Z powodu trwającego konfliktu zbrojnego z Rosją państwo ukraińskie w coraz większym stopniu staje się uzależnione od pomocy Zachodu. Okazuje się jednak, że za wsparcie finansowe i polityczne trzeba płacić. Co jest ceną, jaka w zamian jest wymagana? Wszystko wskazuje na to, że na władze w Kijowie wywierana jest presja, by wprowadziły ustawodawstwo, które wcieli w życie postulaty genderowe środowisk LGBTQ.
Naciskowi z Zachodu uległ zarówno ośrodek prezydencki, jak i rządowy, które próbują przeforsować wymagane zmiany pod hasłem wprowadzania w kraju standardów unijnych.
„Przez ostatnie dwa lata przeprowadzono więcej ataków na instytucję rodziny niż przez wszystkie lata niepodległości”,
komentuje obecną sytuację Adrian Bukowiński, ukraiński działacz ruchów pro family i pro life.
W listopadzie 2015 roku gabinet ministrów przyjął dokument o nazwie „Plan działania dla realizacji narodowej strategii w sferze praw człowieka do 2020 roku”. Przewiduje on m.in. wprowadzenie tzw. związków partnerskich, co otworzy drogę do nadania przywilejów małżeńskich parom jednopłciowym. Wstępem do tego ma być zmiana artykułu 51 konstytucji, mająca na celu wprowadzenie nowej definicji małżeństwa poprzez wykreślenie słów „kobieta” i „mężczyzna” oraz zastąpienie ich zdaniem, że „każdy ma prawo do ślubu”.
W innym punkcie rządowy plan zakłada wprowadzenie do szkół zajęć edukacyjnych realizujących agendę gender, np. przez proponowanie dzieciom i młodzieży „alternatywnych orientacji seksualnych”. Odpowiednie zmiany pod tym kątem mają być też wprowadzone do ustawodawstwa socjalnego, służby zdrowia, prawa pracy czy kodeksu karnego.
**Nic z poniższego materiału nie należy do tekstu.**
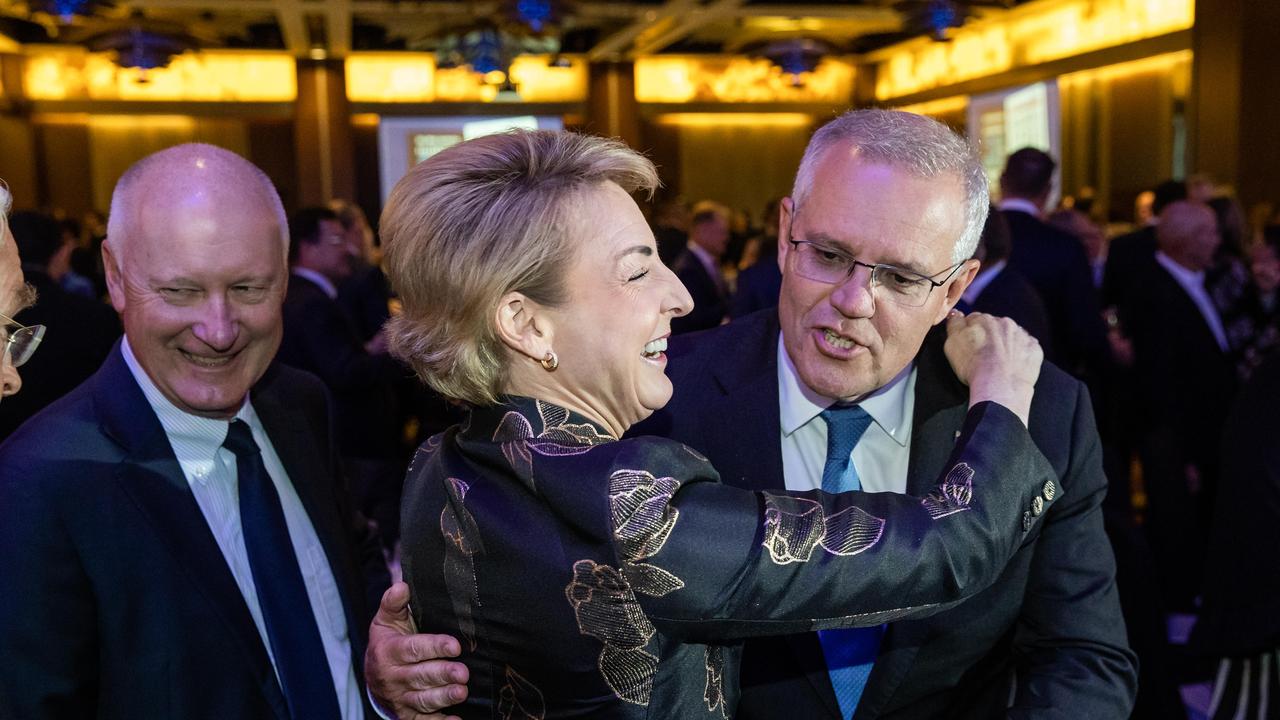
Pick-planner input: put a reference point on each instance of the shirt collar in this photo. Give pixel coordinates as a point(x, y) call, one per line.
point(195, 440)
point(887, 405)
point(325, 285)
point(981, 282)
point(1184, 277)
point(1020, 205)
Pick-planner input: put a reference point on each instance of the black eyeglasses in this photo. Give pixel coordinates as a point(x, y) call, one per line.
point(21, 341)
point(832, 265)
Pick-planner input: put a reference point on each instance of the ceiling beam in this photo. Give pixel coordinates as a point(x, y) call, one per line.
point(868, 13)
point(227, 5)
point(612, 46)
point(293, 26)
point(339, 21)
point(694, 21)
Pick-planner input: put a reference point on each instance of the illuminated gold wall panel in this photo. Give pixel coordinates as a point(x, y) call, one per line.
point(400, 77)
point(739, 80)
point(373, 77)
point(1028, 35)
point(210, 76)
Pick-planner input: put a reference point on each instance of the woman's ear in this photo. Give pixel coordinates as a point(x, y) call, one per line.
point(524, 326)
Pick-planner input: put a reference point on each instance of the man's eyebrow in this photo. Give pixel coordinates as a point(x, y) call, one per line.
point(641, 249)
point(836, 244)
point(26, 297)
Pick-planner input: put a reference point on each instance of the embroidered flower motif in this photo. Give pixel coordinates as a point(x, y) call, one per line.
point(461, 545)
point(425, 451)
point(643, 520)
point(608, 610)
point(794, 527)
point(954, 495)
point(556, 437)
point(520, 700)
point(714, 691)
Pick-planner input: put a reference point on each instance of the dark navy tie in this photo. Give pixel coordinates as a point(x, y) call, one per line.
point(291, 625)
point(850, 654)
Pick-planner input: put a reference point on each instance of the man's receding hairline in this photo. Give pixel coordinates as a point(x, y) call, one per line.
point(177, 171)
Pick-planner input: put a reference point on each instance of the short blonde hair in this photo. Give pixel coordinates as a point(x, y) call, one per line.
point(478, 220)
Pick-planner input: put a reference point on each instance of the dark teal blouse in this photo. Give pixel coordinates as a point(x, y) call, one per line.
point(589, 577)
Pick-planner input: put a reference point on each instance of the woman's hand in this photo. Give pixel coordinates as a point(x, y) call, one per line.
point(999, 360)
point(403, 670)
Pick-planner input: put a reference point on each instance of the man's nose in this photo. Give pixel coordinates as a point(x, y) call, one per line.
point(218, 324)
point(10, 381)
point(855, 296)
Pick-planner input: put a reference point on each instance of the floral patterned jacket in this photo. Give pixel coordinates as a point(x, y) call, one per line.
point(589, 577)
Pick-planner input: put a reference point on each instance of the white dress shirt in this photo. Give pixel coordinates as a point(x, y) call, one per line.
point(1019, 205)
point(1193, 283)
point(210, 470)
point(882, 454)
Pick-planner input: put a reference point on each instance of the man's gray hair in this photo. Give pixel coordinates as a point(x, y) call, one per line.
point(478, 220)
point(912, 142)
point(168, 165)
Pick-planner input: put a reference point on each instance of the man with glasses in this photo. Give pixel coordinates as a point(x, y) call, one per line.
point(874, 246)
point(87, 329)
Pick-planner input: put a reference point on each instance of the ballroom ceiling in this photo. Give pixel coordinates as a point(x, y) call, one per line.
point(602, 30)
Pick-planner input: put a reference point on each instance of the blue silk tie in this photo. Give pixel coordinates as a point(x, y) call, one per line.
point(850, 654)
point(291, 625)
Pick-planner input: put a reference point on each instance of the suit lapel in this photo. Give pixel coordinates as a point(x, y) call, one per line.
point(941, 405)
point(154, 479)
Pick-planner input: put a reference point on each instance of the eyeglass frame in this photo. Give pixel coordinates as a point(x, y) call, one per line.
point(35, 332)
point(933, 285)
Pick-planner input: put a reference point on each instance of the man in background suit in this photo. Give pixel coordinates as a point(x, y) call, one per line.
point(1002, 291)
point(323, 338)
point(16, 295)
point(1129, 254)
point(1238, 625)
point(699, 269)
point(87, 329)
point(1185, 383)
point(1045, 639)
point(174, 533)
point(1054, 263)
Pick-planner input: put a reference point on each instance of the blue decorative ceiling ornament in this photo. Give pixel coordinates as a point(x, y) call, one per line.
point(941, 16)
point(535, 13)
point(65, 10)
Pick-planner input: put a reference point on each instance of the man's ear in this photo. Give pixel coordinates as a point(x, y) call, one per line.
point(524, 326)
point(114, 278)
point(786, 210)
point(956, 287)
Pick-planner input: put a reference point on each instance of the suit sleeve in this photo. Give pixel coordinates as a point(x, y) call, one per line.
point(714, 563)
point(48, 655)
point(1070, 643)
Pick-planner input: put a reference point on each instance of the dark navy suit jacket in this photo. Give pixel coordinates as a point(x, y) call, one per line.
point(114, 598)
point(1048, 632)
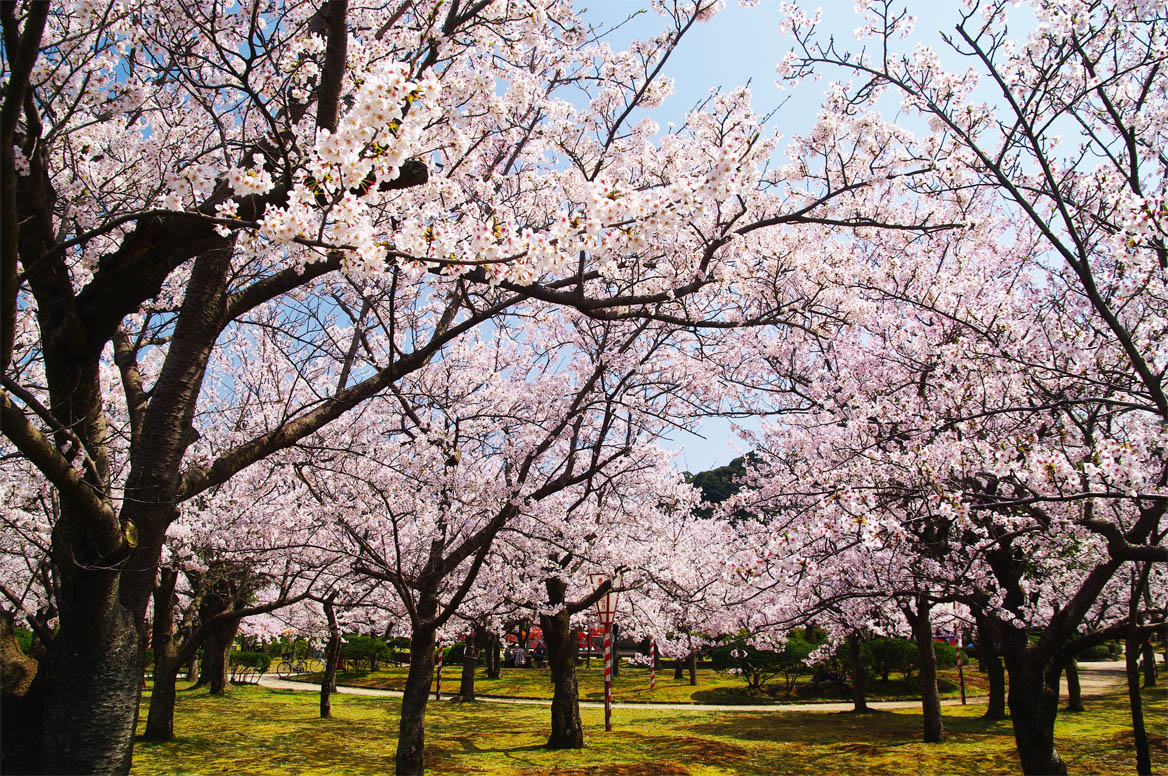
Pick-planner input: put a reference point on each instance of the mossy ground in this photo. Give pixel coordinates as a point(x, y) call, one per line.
point(632, 685)
point(258, 731)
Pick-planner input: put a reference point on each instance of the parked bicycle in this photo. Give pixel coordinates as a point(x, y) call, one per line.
point(293, 666)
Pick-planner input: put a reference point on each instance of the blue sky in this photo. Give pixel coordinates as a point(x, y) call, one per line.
point(742, 44)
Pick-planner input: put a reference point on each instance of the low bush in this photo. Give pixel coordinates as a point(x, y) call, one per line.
point(257, 660)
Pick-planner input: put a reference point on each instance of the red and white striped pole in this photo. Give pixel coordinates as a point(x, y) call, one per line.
point(607, 678)
point(652, 665)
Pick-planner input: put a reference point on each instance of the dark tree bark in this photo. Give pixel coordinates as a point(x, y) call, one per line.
point(1133, 645)
point(494, 660)
point(1034, 704)
point(859, 699)
point(1149, 664)
point(992, 664)
point(930, 698)
point(193, 669)
point(474, 644)
point(567, 729)
point(217, 651)
point(411, 733)
point(332, 653)
point(1139, 733)
point(1073, 691)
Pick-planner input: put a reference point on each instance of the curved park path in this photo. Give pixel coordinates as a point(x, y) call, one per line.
point(1095, 678)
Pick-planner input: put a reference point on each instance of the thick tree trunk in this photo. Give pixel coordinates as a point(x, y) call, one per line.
point(217, 656)
point(193, 669)
point(995, 672)
point(1149, 664)
point(859, 699)
point(411, 732)
point(930, 698)
point(1139, 733)
point(616, 652)
point(332, 652)
point(160, 716)
point(466, 680)
point(567, 729)
point(494, 664)
point(1073, 690)
point(1034, 704)
point(95, 676)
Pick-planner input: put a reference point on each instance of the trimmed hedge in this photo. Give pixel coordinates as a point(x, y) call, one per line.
point(257, 660)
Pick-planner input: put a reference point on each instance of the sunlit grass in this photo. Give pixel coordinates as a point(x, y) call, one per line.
point(632, 685)
point(258, 731)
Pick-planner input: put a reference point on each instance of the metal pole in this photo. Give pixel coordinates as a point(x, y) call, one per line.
point(607, 678)
point(652, 665)
point(960, 674)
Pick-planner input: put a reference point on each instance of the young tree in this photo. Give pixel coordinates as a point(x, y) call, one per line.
point(179, 178)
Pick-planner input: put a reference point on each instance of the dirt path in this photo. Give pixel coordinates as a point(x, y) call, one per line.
point(1095, 679)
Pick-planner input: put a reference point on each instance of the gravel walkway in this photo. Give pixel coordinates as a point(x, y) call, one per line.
point(1095, 678)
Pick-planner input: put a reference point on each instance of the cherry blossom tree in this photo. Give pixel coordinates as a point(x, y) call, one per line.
point(179, 178)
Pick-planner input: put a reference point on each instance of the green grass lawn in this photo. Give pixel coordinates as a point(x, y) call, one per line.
point(632, 685)
point(258, 731)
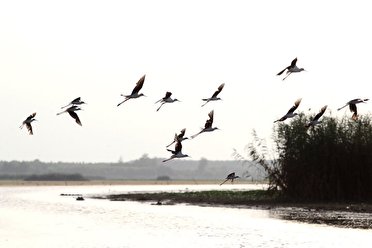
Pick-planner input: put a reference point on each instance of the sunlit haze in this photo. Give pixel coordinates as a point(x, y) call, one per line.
point(54, 51)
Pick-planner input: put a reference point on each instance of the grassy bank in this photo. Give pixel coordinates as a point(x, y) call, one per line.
point(251, 197)
point(350, 215)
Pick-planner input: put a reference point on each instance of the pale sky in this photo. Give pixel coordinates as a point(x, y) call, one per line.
point(54, 51)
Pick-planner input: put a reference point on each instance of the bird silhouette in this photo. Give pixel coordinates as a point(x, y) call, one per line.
point(28, 122)
point(315, 121)
point(135, 91)
point(71, 111)
point(207, 126)
point(290, 112)
point(166, 99)
point(231, 177)
point(76, 101)
point(290, 69)
point(177, 153)
point(214, 96)
point(352, 106)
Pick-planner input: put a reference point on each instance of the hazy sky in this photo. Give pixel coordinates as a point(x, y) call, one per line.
point(54, 51)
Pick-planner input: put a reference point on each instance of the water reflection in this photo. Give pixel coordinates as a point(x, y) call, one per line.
point(40, 217)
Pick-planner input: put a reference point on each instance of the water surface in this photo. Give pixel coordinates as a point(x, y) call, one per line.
point(37, 216)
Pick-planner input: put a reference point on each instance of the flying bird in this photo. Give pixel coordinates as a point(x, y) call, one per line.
point(214, 96)
point(290, 112)
point(352, 106)
point(291, 68)
point(231, 177)
point(179, 137)
point(177, 153)
point(71, 111)
point(135, 91)
point(315, 121)
point(76, 101)
point(207, 126)
point(166, 99)
point(28, 122)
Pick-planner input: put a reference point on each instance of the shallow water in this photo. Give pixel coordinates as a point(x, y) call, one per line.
point(39, 217)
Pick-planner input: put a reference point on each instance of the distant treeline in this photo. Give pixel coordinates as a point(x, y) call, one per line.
point(55, 177)
point(330, 162)
point(144, 168)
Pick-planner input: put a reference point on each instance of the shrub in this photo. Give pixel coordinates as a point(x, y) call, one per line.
point(332, 161)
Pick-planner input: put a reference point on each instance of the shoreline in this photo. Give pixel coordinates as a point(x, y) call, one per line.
point(345, 215)
point(119, 182)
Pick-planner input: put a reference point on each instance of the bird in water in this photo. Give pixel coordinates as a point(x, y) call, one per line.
point(315, 121)
point(207, 126)
point(135, 91)
point(290, 112)
point(177, 153)
point(76, 101)
point(352, 106)
point(290, 69)
point(71, 111)
point(179, 137)
point(214, 96)
point(166, 99)
point(28, 122)
point(231, 177)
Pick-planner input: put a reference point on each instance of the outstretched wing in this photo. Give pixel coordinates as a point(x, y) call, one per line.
point(293, 63)
point(295, 106)
point(178, 147)
point(231, 175)
point(139, 85)
point(215, 94)
point(30, 117)
point(281, 72)
point(167, 95)
point(353, 108)
point(182, 133)
point(29, 128)
point(321, 112)
point(75, 116)
point(209, 122)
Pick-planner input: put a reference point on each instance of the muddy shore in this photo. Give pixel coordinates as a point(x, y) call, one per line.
point(346, 215)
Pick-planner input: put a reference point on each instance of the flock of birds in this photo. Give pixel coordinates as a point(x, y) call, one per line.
point(75, 104)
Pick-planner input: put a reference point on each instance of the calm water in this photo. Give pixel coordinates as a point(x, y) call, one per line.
point(39, 217)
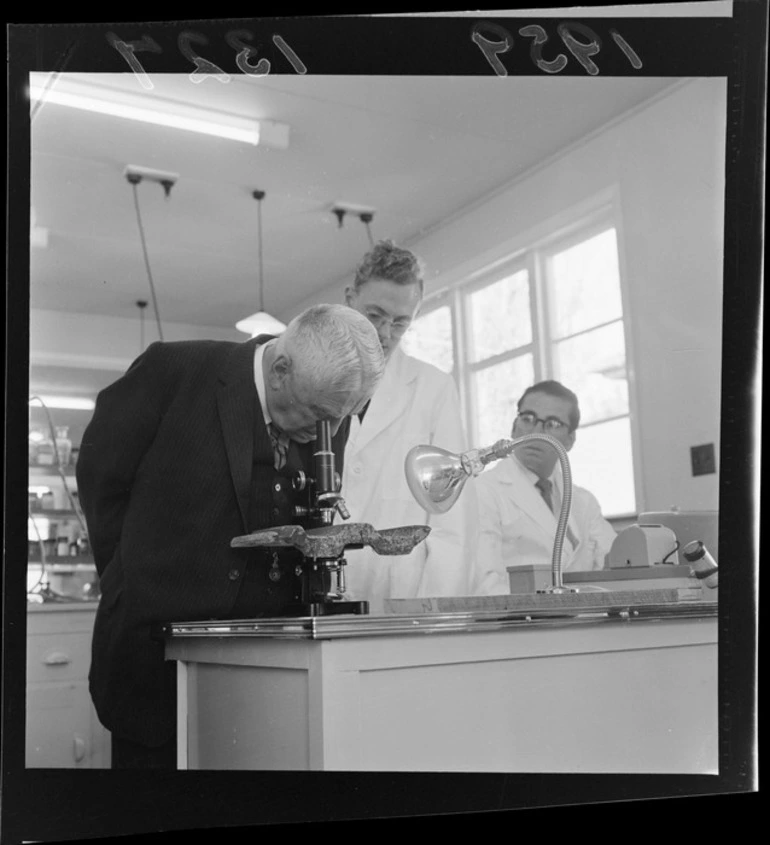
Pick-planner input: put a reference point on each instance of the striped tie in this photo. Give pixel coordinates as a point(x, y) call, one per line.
point(545, 485)
point(280, 442)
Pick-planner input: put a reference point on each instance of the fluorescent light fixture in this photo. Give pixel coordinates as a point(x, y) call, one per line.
point(149, 108)
point(260, 323)
point(71, 403)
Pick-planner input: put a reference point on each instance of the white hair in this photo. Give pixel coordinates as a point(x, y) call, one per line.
point(338, 349)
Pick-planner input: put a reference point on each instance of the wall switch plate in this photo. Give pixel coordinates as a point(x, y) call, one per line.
point(703, 459)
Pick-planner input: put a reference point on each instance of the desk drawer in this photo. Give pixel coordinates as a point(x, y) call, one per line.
point(58, 657)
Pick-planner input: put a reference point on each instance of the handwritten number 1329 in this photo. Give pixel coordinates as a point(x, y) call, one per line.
point(203, 67)
point(582, 51)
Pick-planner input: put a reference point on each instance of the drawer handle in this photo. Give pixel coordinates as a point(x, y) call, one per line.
point(57, 658)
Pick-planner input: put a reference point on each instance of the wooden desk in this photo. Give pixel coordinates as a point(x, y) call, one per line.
point(482, 691)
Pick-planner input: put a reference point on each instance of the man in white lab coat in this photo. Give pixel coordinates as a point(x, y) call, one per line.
point(414, 404)
point(519, 498)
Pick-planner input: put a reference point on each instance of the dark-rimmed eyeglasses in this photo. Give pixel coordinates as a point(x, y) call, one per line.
point(379, 321)
point(551, 425)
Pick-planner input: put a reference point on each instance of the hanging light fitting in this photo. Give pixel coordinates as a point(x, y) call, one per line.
point(261, 322)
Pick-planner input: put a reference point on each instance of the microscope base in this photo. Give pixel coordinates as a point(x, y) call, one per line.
point(328, 608)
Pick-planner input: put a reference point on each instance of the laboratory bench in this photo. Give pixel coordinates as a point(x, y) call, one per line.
point(62, 729)
point(616, 688)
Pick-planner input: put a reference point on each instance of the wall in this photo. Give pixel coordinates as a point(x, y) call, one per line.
point(97, 342)
point(664, 164)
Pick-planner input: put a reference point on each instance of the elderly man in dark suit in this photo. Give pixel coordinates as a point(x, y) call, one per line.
point(195, 445)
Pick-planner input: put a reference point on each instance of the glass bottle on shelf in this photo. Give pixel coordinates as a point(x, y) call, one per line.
point(63, 445)
point(45, 452)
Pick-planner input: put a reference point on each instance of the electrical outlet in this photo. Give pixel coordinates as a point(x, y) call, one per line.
point(702, 459)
Na przykład wiek, w którym wolno podejmować aktywność seksualną, ma się zmniejszyć do 14 lat, co praktycznie oznacza częściową legalizację pedofilii.
Działacze prorodzinnej organizacji „Wsi razom” podkreślają, że na Ukrainie istnieje wiele rzeczywistych problemów, takich jak niski poziom życia, duża liczba sierot, ograniczony dostęp do usług medycznych, brak w miejscach publicznych infrastruktury dla inwalidów czy niemożność znalezienia pracy przez osoby niepełnosprawne, a jednak rząd z uporem maniaka stara się przeforsować prawo zgodne z ideologią gender.
W tej sytuacji jedyną zaporą, która uniemożliwia wprowadzenie nowego ustawodawstwa, pozostaje ukraiński parlament. W tej sprawie linia podziału nie pokrywa się z przynależnością partyjną. Właściwie we wszystkich ugrupowaniach – od prawa do lewa – znajdują się deputowani broniący normalnej rodziny i prawa naturalnego. W obecnej kadencji stanowią oni większość. W efekcie Rada Najwyższa w Kijowie wielokrotnie odrzucała projekty antyrodzinnych ustaw wnoszonych pod jej obrady przez rząd i prezydenta.
O nastawieniu ośrodka prezydenckiego wiele mówi sytuacja, do jakiej doszło w ostatnich dniach. Ukraińskie prawo przewiduje, że jeśli minimum 25 tysięcy osób podpisze się pod projektem obywatelskiej inicjatywy ustawodawczej, to władze mają obowiązek go rozpatrzyć. Powinien też zostać upubliczniony na stronach internetowych administracji prezydenta, gabinetu ministrów i parlamentu.
Ukraińscy obywatele, zaniepokojeni ofensywą lobby LGBTQ, postanowili skorzystać z przysługującego im prawa. Zebrali ponad 25 tysięcy podpisów pod propozycją ustawy „O zakazie propagandy homoseksualizmu na Ukrainie”. Podobną ustawę w czerwcu 2009 roku – przy sprzeciwie zaledwie trzech posłów – przyjął Sejm Litwy.
Ukraiński projekt zawisł na stronach internetowych trzech ośrodków władzy, jednak wkrótce – po protestach środowisk gejowskich i genderowych – został zdjęty z oficjalnej strony prezydenta. Wiele organizacji pozarządowych zaprotestowało z tego powodu, uznając, że jest to łamanie prawa obywateli do swobodnego wyrażania własnych poglądów.
Na Ukrainie trwa nie tylko wojna w Donbasie. Trwa także wojna kulturowa w Kijowie.